Personal Story

Terence Watts

terence
I’m 83 years old, a Fellow of the Royal Society of Medicine, A Member of the City & Guilds Institute and a Freeman of the City of London. I’ve not got around to retiring yet and teach psychologists around the world via an online platform.

Pernicious Anaemia (PA) crept up on me stealthily at the beginning of 2013, but the symptoms were atypical. I had just an increasing sense of being unwell, a cloud of depression (which was very unusual for me) and a feeling that I was somehow disconnected from my usual self.

My wife and others decided it was ‘burnout’ after working too hard and too long, and though I disagreed with that, I couldn’t define what was wrong. Luckily, I already had a health check booked and when the results came back it showed that my B12 levels were low, and I might be at risk of developing PA.

My doctor disagreed, refused blood tests, and diagnosed age-related depression. Because of the brain fog and memory problems at the time, I only have a jumbled recollection of taking some oral B12, feeling fantastically well, the supplementation gradually failing to work over a few months, more visits to the doctor, more refusal for tests, and increasing depression. And as a psychotherapist, I now knew this was definitely not like any form of depression I had encountered over the years, having worked in the field of psychological therapy since 1989.

By now, I certain I was dying, though I still had no physical symptoms apart from a very slight tingling sensation on the outer two fingers of my right hand, and occasional spells of violent tremors in the back of my thighs which would last for twenty minutes or so. Another visit to my doctor ended with me being told to stop self-diagnosing, that the evident ridges on my fingernails meant nothing, there would be no tests, and I should listen to those who knew medicine.

I’ve never been good at being told what to do, so I arranged a consultation with a gastroenterologist at a private hospital. It wasn’t long, though, before he said my symptoms were not like any form of PA he had ever encountered and there was nothing he could advise, indicating that he thought I had a psychological problem rather than PA. But by now, I had the bit between my teeth and so arranged a blood test for the following week at the same hospital.

The results came back positive for both IF and PC antibodies, and the consultant wrote a letter to the doctor stating that I needed vitamin B12 injections for life (which was quite satisfying, though I never did go back to that particular doctor.)

I decided instead to hang the expense and see a private GP, who delivered loading doses and also taught me how to self-inject – and I was astounded how quickly I started to feel like my usual self again. So, I was one of the lucky ones, since it was only around 9 months from the onset of symptoms to the beginning of treatment, and treatment which worked almost immediately at that. There was a minor setback in that I quickly discovered that Hydroxocobalamin just doesn’t work for me, so I have to use Cyanocobalamin, and I also discovered that I need to inject every other day if I am not to start feeling profoundly depressed again.
I joined the PAS in June 2016 and was hugely impressed with the wealth of information and help provided there, though I must guiltily admit to never really getting as involved as I could, my excuse being that 83 I maybe, but I still work over fifty hours a week.

Now, the PA is under control, and I have no permanent damage, though I do have to cope with eczema and psoriasis, as well as issues with cortisol – all autoimmune of course and all manageable.
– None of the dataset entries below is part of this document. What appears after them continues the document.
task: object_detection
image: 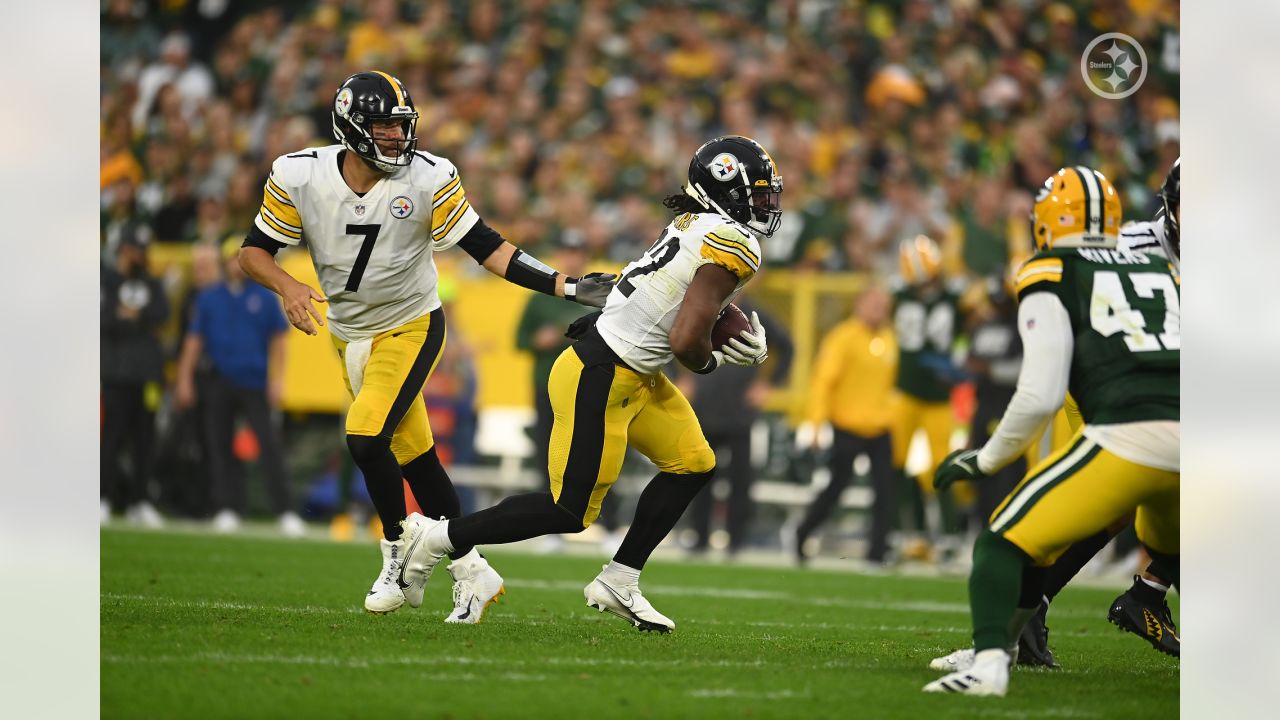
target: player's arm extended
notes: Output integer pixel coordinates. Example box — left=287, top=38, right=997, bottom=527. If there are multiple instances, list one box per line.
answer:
left=239, top=227, right=328, bottom=334
left=978, top=292, right=1075, bottom=475
left=458, top=220, right=617, bottom=307
left=667, top=263, right=737, bottom=373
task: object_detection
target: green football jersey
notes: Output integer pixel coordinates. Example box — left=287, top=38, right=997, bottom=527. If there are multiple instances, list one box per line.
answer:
left=893, top=286, right=960, bottom=402
left=1018, top=247, right=1181, bottom=425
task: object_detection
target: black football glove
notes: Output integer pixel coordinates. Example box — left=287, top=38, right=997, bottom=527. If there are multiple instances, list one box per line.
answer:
left=933, top=450, right=987, bottom=489
left=564, top=273, right=618, bottom=307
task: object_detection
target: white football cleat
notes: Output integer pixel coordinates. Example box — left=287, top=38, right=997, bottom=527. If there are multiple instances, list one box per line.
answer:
left=929, top=647, right=974, bottom=673
left=365, top=538, right=404, bottom=615
left=444, top=548, right=507, bottom=625
left=924, top=648, right=1012, bottom=697
left=396, top=512, right=448, bottom=607
left=582, top=565, right=676, bottom=633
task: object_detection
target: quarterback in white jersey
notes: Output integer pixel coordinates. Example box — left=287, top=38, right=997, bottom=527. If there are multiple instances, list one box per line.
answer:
left=239, top=70, right=613, bottom=624
left=404, top=136, right=782, bottom=633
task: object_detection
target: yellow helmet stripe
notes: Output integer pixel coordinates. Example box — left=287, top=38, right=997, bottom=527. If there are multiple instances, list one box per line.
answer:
left=1071, top=165, right=1106, bottom=236
left=374, top=70, right=404, bottom=108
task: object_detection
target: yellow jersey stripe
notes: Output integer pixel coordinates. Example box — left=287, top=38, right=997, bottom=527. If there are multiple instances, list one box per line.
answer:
left=431, top=192, right=470, bottom=234
left=707, top=232, right=760, bottom=265
left=700, top=242, right=755, bottom=275
left=266, top=177, right=293, bottom=205
left=262, top=205, right=302, bottom=233
left=262, top=192, right=302, bottom=232
left=431, top=178, right=462, bottom=208
left=431, top=200, right=471, bottom=238
left=257, top=208, right=302, bottom=240
left=374, top=70, right=404, bottom=106
left=704, top=238, right=760, bottom=272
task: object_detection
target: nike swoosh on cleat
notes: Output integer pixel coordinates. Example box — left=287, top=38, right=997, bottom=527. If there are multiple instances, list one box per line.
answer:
left=600, top=583, right=635, bottom=610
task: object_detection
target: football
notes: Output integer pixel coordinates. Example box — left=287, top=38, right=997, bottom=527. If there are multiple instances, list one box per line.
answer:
left=712, top=302, right=751, bottom=350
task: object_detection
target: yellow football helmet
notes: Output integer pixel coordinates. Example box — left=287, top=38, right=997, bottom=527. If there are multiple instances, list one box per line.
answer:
left=897, top=234, right=942, bottom=284
left=1032, top=165, right=1121, bottom=250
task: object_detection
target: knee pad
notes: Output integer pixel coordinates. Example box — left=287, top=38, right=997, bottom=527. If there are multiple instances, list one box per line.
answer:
left=347, top=436, right=392, bottom=465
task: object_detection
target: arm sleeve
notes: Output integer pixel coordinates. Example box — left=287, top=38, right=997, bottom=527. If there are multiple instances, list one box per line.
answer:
left=978, top=292, right=1075, bottom=474
left=458, top=215, right=503, bottom=265
left=253, top=158, right=302, bottom=243
left=431, top=159, right=481, bottom=252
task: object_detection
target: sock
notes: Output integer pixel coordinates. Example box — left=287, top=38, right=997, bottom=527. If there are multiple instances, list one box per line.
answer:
left=347, top=436, right=404, bottom=541
left=1044, top=530, right=1115, bottom=601
left=969, top=530, right=1030, bottom=652
left=401, top=445, right=471, bottom=560
left=600, top=560, right=640, bottom=585
left=1143, top=546, right=1181, bottom=591
left=449, top=492, right=584, bottom=547
left=613, top=469, right=716, bottom=571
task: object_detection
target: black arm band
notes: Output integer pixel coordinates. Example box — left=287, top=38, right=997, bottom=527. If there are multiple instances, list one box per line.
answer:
left=458, top=220, right=502, bottom=265
left=241, top=225, right=284, bottom=256
left=503, top=247, right=559, bottom=295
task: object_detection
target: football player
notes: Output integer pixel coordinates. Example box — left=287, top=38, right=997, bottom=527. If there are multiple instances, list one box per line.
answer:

Overall, I certainly feel well enough to continue teaching psychology professionals around the world, which provides a focal point on something far more interesting than the PA!

Your psychological approach to the illness is important and finding something to get engrossed in will definitely make you feel better! It doesn’t matter whether or not you’re good at it (I’m learning to play the keyboard and I’m rubbish at it!) as long as it gives you an alternative point of focus. Writing short stories or books is also brilliant (I’ve done that too). If PA is the major focal point in your life, it will drag you down… so, make something else important and the PA loses power – and as a psychotherapist, who has worked with PA sufferers, I can promise you that is a fact!